The project pursued three principal objectives: first, identifying a relatively unexplored corpus of eco-poetry to enrich contemporary literary discourse; second, analyzing poetic texts to reveal diverse modalities of environmental representation, thereby contributing to the ongoing critical debate surrounding ecological issues; third, fostering the dissemination of eco-poetic texts through proposed translated publications, anchored to an internship experience at the publishing house Interlinea in Novara.
Throughout the research process, the focus evolved, ultimately concentrating on the problematic relationship between humans and the non-human in contemporary Mesoamerican poetry. Particular attention was given to intertextual dialogues with pre-Hispanic, Judeo-Christian, and Greco-Latin traditions, highlighting complex networks of cultural, symbolic, and historical tensions.

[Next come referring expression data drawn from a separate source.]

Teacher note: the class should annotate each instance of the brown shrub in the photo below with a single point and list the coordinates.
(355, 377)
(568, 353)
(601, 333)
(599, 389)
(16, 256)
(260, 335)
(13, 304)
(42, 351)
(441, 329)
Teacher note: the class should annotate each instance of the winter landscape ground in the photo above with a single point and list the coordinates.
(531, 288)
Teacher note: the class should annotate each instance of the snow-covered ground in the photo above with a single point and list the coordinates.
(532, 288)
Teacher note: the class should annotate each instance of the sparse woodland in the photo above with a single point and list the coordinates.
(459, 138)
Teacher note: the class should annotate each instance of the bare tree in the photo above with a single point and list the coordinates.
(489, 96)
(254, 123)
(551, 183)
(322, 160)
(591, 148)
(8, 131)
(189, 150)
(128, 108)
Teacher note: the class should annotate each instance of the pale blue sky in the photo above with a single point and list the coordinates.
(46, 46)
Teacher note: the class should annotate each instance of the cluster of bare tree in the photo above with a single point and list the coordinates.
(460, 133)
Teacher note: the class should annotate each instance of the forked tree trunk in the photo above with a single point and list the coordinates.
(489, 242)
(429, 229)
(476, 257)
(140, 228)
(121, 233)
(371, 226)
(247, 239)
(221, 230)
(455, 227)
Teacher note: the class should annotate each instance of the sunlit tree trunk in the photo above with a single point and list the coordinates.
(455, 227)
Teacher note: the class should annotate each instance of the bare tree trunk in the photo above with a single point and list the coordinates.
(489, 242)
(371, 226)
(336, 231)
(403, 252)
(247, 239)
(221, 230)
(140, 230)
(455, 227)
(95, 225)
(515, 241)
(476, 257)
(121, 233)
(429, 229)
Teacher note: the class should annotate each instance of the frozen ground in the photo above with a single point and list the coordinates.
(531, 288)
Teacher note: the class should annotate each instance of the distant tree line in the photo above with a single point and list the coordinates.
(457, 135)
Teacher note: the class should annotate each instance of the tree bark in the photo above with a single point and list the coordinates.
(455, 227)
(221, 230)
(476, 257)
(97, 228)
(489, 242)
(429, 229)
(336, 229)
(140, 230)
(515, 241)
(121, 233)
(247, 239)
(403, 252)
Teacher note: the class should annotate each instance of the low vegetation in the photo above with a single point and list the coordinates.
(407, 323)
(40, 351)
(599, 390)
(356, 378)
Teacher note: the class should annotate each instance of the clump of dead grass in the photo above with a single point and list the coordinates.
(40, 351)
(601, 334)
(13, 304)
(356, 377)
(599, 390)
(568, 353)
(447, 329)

The thesis is organized into four chapters and an appendix. The first chapter establishes the theoretical and methodological framework, situating ecocriticism within broader literary system dynamics, canonical formations, and historical-spiritual traditions. Subsequent chapters include monographic analyses of poets Homero Aridjis and Esthela Calderón, whose eco-centric poetics engage with rich intertextual and environmental symbolism. The fourth chapter examines thematic and stylistic recurrences in the works of José Emilio Pacheco, Claribel Alegría, María Sabina, and Juan Gregorio Regino, offering insights into oral traditions, mythological reworkings, and indigenous cultural resilience.
Finally, the appendix outlines a practical proposal for the publication of Esthela Calderón's poetry, underscoring translation as both an interpretive and critical tool, thus achieving, at least partially, the thesis’s initial dissemination objective.